JP4002876B2 - stator - Google Patents

Description

The present invention relates to a stator (stator) of a motor, in which an annular yoke laminate and a substantially T-shaped magnetic pole laminate are separately manufactured, and a winding body (for example, a winding is applied to the magnetic pole laminate). In particular, the present invention relates to a split structure type stator assembled with a yoke laminate.

The stator is wound around the magnetic pole in order to improve the motor output, increase the efficiency, or reduce the size while maintaining high efficiency.

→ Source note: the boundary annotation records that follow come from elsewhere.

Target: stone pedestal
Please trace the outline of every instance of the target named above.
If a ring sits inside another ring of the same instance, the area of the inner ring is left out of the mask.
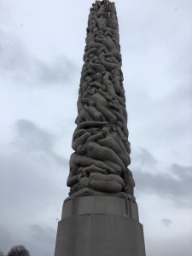
[[[101,195],[66,201],[55,256],[145,256],[137,204]]]

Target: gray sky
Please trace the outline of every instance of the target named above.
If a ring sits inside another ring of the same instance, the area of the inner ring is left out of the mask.
[[[54,254],[93,3],[0,0],[0,250]],[[192,253],[192,2],[115,1],[148,256]],[[75,6],[76,5],[76,6]]]

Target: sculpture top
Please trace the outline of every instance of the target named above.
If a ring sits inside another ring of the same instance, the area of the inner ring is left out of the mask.
[[[127,113],[114,3],[96,1],[89,15],[70,159],[69,195],[134,200]]]

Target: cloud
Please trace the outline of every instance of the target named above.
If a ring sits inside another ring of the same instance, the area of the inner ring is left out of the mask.
[[[3,209],[3,206],[1,208]],[[0,251],[8,252],[10,249],[10,245],[13,245],[14,239],[11,233],[4,225],[0,225]]]
[[[25,86],[65,86],[73,81],[77,73],[76,64],[65,55],[49,61],[39,59],[29,52],[20,38],[1,27],[0,56],[0,72],[3,78]]]
[[[45,158],[52,158],[61,166],[67,166],[67,160],[54,152],[55,137],[53,134],[38,128],[27,119],[20,119],[15,124],[16,137],[12,144],[30,154],[44,154]],[[68,164],[68,163],[67,163]]]
[[[171,199],[177,207],[192,207],[192,166],[172,163],[164,170],[163,163],[143,148],[134,156],[135,161],[137,159],[132,170],[138,195],[154,194],[165,200]]]
[[[164,225],[166,225],[166,227],[169,227],[171,225],[171,224],[172,223],[171,219],[169,218],[162,218],[161,222]]]

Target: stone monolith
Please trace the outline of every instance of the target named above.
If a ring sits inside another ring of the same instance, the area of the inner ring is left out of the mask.
[[[127,112],[114,3],[90,9],[78,99],[69,197],[55,256],[145,256],[128,166]]]

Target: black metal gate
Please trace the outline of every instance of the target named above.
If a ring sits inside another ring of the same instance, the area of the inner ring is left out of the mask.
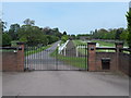
[[[86,45],[79,45],[63,50],[58,49],[58,44],[47,46],[25,45],[25,70],[38,71],[75,71],[87,70]]]

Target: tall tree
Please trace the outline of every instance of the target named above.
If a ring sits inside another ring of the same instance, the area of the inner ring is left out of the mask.
[[[12,40],[17,40],[17,30],[20,29],[19,24],[12,24],[9,29],[9,35],[11,36]]]
[[[2,33],[3,33],[4,28],[7,28],[5,25],[7,25],[7,22],[3,22],[3,21],[0,19],[0,30],[1,30]]]
[[[24,23],[25,25],[35,25],[35,21],[29,20],[29,19],[26,19],[23,23]]]
[[[131,48],[131,10],[127,13],[127,21],[128,21],[128,45],[129,45],[129,48]]]
[[[63,35],[67,35],[67,32],[63,32]]]

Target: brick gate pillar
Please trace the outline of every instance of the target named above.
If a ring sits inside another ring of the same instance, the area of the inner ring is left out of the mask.
[[[116,45],[116,70],[119,70],[119,53],[122,52],[120,49],[123,48],[123,42],[115,42]]]
[[[96,71],[96,42],[87,42],[87,70]]]
[[[17,42],[20,50],[17,50],[17,71],[24,71],[24,42]]]

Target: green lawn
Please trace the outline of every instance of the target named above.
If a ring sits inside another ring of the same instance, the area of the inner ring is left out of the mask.
[[[33,54],[33,53],[37,53],[37,52],[40,52],[40,51],[44,51],[48,48],[50,48],[51,45],[48,45],[48,46],[45,46],[45,47],[40,47],[40,48],[37,48],[36,47],[28,47],[29,49],[28,50],[25,50],[25,56],[29,56],[29,54]]]
[[[76,58],[76,57],[64,57],[62,54],[58,54],[57,53],[57,49],[50,53],[51,57],[56,57],[58,60],[61,60],[63,61],[64,63],[67,64],[70,64],[70,65],[73,65],[73,66],[76,66],[76,68],[80,68],[80,69],[87,69],[87,59],[84,57],[84,58]]]

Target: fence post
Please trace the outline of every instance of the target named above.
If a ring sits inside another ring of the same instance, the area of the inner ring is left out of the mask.
[[[24,71],[24,42],[17,42],[22,50],[17,50],[17,71]]]
[[[87,42],[87,70],[96,71],[96,42]]]
[[[120,49],[123,48],[123,42],[115,42],[116,44],[116,70],[119,70],[119,53],[122,52]]]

As a means to perform winding to the magnetic pole easily and with good space factor, the stator core is divided into a yoke part and a magnetic pole part, and the winding is wound around the magnetic pole or a coil winding bobbin is mounted. After that, both are assembled (for example, refer to Patent Document 1).
For example, as shown in FIG. 6, a plurality of (for example, 8) fitting holes are provided on the inner side of the yoke laminate 50 as an assembly connecting means for the conventional yoke laminate (yoke portion) and magnetic pole laminate (magnetic pole portion). 51, and the base side of the shaft portion 52a of the magnetic pole stack 52 is assembled into each of the fitting holes 51, and a semicircular cutout 53 is formed in the shaft portion 52a of the magnetic pole stack 52. A semicircular cutout 54 coinciding with the cutout 53 is formed at a predetermined position of the fitting hole 51, and the shaft portion 52a of the magnetic pole laminate 52 is inserted into the fitting hole 51, and the cutout 53 facing each other is formed. The magnetic pole laminate 52 on which the winding has been applied is fixed to the yoke laminate 50 by press-fitting rivets into the holes formed by combining 54. Reference numeral 56 denotes a coiled bobbin provided with a winding, and 57 denotes a stator.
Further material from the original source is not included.